Anyone who lets his six-year-old watch Dr. Horrible is my automatic internet-BFF (willing or not).
PS My daughter is six, are arranged marriages frowned on these days?
You can blow up my Tumblr anytime.
Your polaroids rock my world.
You were such a delightful surprise. You seemed to just appear out of nowhere (to me anyway) and you are so funny and sweet.
The word you make me think of is “crisp.” In my head, that is how I characterize your humor. Since that doesn’t make sense, I’ll just say that equals good to me.
You are another strangely hard one. What is up with that? Your internet life is cool and your real life seems cool too. I guess that covers it.
Hope you got your real-life things worked out. I’ve missed your posts.
I wish I could color like you. And be as clever.
You don’t post as much as some people, but I’m always glad when you do.
I hope you are having fun, see you in 18 months.
Of course, everything you post is cool.
Best sister-in-law ever or best sister-in-law ever?
AND to Daniellei who started it all, I repeat what I said to her:
Of all the people I follow, you are the one that makes me think we could be awesome friends if we met in real life.
If you follow me, and I didn’t mention you, it is only because I haven’t followed you long enough to have something meaningful to say to you.
Well, that was educational (for me).
I guess I like you guys.
Just looking back through my posts today. I hope I didn’t freak anybody out. I might have freaked myself out a little, but I think it was worth it. I’ll try to wrap it up tomorrow, but I might actually have to get some work done.
I really love getting parenting things interspersed with your posts. I’m interested in how one pulls off the combination of being “cool, not-always-child-appropriate adult” and being a “parent”.
Ok, I’m out of time for today.
BECAUSE I HAVE A MADRID TRIP MEETING IN 30 MINUTES.
Just because I haven’t mentioned you yet, doesn’t mean I don’t have something to say.
I just thought I loved you until you posted that GPOYW picture of yourself, and then one of your daughter. After that, I knew I loved you. Your dream tweets make me spit out my coffee.

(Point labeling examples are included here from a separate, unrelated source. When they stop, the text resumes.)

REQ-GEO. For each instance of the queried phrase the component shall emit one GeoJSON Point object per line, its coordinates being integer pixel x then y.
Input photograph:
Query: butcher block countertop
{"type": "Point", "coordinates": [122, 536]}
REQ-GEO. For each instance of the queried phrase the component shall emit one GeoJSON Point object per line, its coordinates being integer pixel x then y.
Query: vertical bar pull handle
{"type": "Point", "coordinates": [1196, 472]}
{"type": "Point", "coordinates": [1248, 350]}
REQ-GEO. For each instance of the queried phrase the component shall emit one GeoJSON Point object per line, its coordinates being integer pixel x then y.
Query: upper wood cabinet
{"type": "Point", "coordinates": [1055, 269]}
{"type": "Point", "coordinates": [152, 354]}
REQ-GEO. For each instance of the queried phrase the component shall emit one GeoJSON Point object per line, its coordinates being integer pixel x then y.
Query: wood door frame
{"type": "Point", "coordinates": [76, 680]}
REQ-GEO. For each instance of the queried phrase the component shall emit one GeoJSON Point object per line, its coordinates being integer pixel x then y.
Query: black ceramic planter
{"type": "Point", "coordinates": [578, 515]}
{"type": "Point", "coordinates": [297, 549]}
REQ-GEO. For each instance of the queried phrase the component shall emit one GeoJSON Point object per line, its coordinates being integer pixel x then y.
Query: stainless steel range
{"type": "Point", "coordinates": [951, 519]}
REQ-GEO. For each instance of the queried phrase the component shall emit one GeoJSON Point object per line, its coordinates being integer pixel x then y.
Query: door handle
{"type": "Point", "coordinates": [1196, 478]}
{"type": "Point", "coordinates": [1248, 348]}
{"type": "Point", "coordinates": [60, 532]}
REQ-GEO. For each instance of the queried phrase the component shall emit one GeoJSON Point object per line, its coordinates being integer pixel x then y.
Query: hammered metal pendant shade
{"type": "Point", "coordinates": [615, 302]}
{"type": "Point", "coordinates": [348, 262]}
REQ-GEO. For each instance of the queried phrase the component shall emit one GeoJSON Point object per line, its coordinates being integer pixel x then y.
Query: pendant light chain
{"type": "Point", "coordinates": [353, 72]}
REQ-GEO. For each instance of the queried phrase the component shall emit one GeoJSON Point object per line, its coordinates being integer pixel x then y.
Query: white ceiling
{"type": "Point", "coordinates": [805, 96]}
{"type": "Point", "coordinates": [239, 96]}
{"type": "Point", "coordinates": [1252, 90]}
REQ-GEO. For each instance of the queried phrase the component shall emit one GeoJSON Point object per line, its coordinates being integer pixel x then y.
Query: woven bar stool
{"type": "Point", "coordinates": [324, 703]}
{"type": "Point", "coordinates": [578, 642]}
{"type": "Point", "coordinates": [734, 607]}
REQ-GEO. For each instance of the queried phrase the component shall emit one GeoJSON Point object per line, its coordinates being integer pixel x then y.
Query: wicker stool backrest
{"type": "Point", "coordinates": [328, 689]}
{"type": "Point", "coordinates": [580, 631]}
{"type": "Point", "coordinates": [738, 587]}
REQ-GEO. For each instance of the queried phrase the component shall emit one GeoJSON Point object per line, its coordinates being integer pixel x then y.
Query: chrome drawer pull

This one is MUCH harder than I thought it would be. I love everything you post, but I can’t figure out how to make that meaningful to you. I love the nature shots, the insights into your life, everything…hmm… sorry if that is disappointing
I would like to know more about you.
There is something just so, so prickly about you that I love.
I really look up to you. I don’t know how to be more specific about it, but I hope I can be as cool as you some day.
I can’t tell you how much I would like to accidentally run into you in DC.
I want to know who is responsible for this AWESOMENESSS.
You seem like someone I would really enjoy knowing in real life. You are smart and funny and then shockingly sweet. I’m kind of obsessed by what it would be like to have you over for dinner.
I know you are going through a rough time right now, and I wish we were real friends so I could do something useful, like do your laundry or mow your lawn.
I’m having trouble putting into words what I like about following you. It has something to do with the GenX dilemma (you are GenX, right? I am, and I think it takes one to know one). This sort of self-depreciating, slacker mentality combined with having grown up and procreated and having to kind of come to terms with the fact that you are worthwhile and pass that on to your children. Maybe that doesn’t resonate with you, but I think that is because I’m not saying it right.
I always feel really good when I get a “like” from you, because, for some reason, I’m under the impression you are a very discerning person. What have you done to give me that impression…well besides posting a video of your finger puppet berating you? I don’t know.
You make me smile. I wonder if you know how cool you are.
giromide (again, this one is for me)
Every time I see one of your audio posts, I know I’m in for a treat.